国王たるゲアアリスが ハルカの居る隣国へ堂々と遊びに行く為には テロリスト達を捕縛、あるいは処刑して後、冷え切った国交を正常化する必要がある。
しかし、当初は簡単に終わると思っていた犯人の捜索は難航していた。
国を挙げて行っているにも関わらず解決まで至らないのは相手の術者に手練れの者が多数存在する事を意味している。
今も魔法による捜索と それを阻止する隠蔽などの魔法が応酬され、さながら 高度な魔法による情報戦が行われているようだった。

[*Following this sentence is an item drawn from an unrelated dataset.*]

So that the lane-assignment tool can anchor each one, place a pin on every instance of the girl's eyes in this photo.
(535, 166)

「では、そなたはテロリスト共が 今度は異界から勇者を召喚すると見ているのだな」
「はい。逃げ出した賊の邸から 禁呪とされる召喚陣の試し書きが多数見つかってございます。かの者共が 禁呪の恐ろしさを知るとは思えませぬゆえ、かなりの確率で儀式をとり行うものと存じます」
「愚かな・・しかし、何故 この時になって召喚など考えるのか分からぬな」
「追い詰められての事とは思いますが、特殊な魔法が使われれば所在も掴みやすいものです。まして危険な術ですので、多くの術者は無力化される事でしょう。組織を壊滅させるのも時間の問題かと思われます」
宰相が報告する内容は驚く反面、理解に苦しむものであった。ハルカが召喚された時のように召喚を行えば高い確率で術を行使した者達は死ぬ事となる。
生き残ったとしても後遺症が残り、まともな人生は送れないであろう。
それゆえに禁呪とされ、一般の魔法使いでは 術の存在そのものを知る事すら出来なかった。
テロリスト達が禁呪に手を出した原因は、死の霧すらもねじ伏せる神のごとき力を持つハルカの存在なのである。
彼らの愚かさを軽く見ていた事が 後に大惨事を招く事になろうとは誰一人気が付かなかった。